Multifunctional nanoprobe for near-infrared and magnetic resonance dual-modal amyloid-β imaging and oxidative stress monitoring in early stage of Alzheimer's disease

Oxidative stress, closely linked to the presence of amyloid-β (Aβ) aggregates and leading to oxidative damage, and neuronal loss, is an early event during Alzheimer's disease (AD) pathogenesis. Tools that can monitor the levels of oxidative stress and Aβ content are imperative for improved diagnosis and disease progression, mechanistic studies of etiology, and evaluation of treatment effectiveness for this incurable disease. A multimodal H2O2-responsive fluorescent probe surface-coated Gd3+-based nanoprobe capable of Aβ targeting and NIR imaging, selective/ratiometric sensing of endogenous H2O2 induced by Aβ, and magnetic resonance (MR) imaging of Aβ aggregates for AD is firstly developed.

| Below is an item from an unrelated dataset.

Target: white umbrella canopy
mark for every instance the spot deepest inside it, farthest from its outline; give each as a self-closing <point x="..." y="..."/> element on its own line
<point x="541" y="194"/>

Besides sensing the endogenous H2O2 level in an AD cell model, this nanoprobe can effectively target Aβ plaques and specifically detect and monitor the Aβ-induced H2O2 level ratiometrically in vivo in different ages of APP/PS1 transgenic mice over time. Remarkably, this Aβ-targeted nanoprobe can also serve as a highly effective and sensitive MRI contrast agent to detect and differentiate the Aβ content in different ages of AD mice. Our findings demonstrate that this ROS-responsive multimodal nanoprobe design strategy opens up a new avenue to develop an advanced class of multimodal probe for complementary investigations of cerebral Aβ by multiple imaging techniques.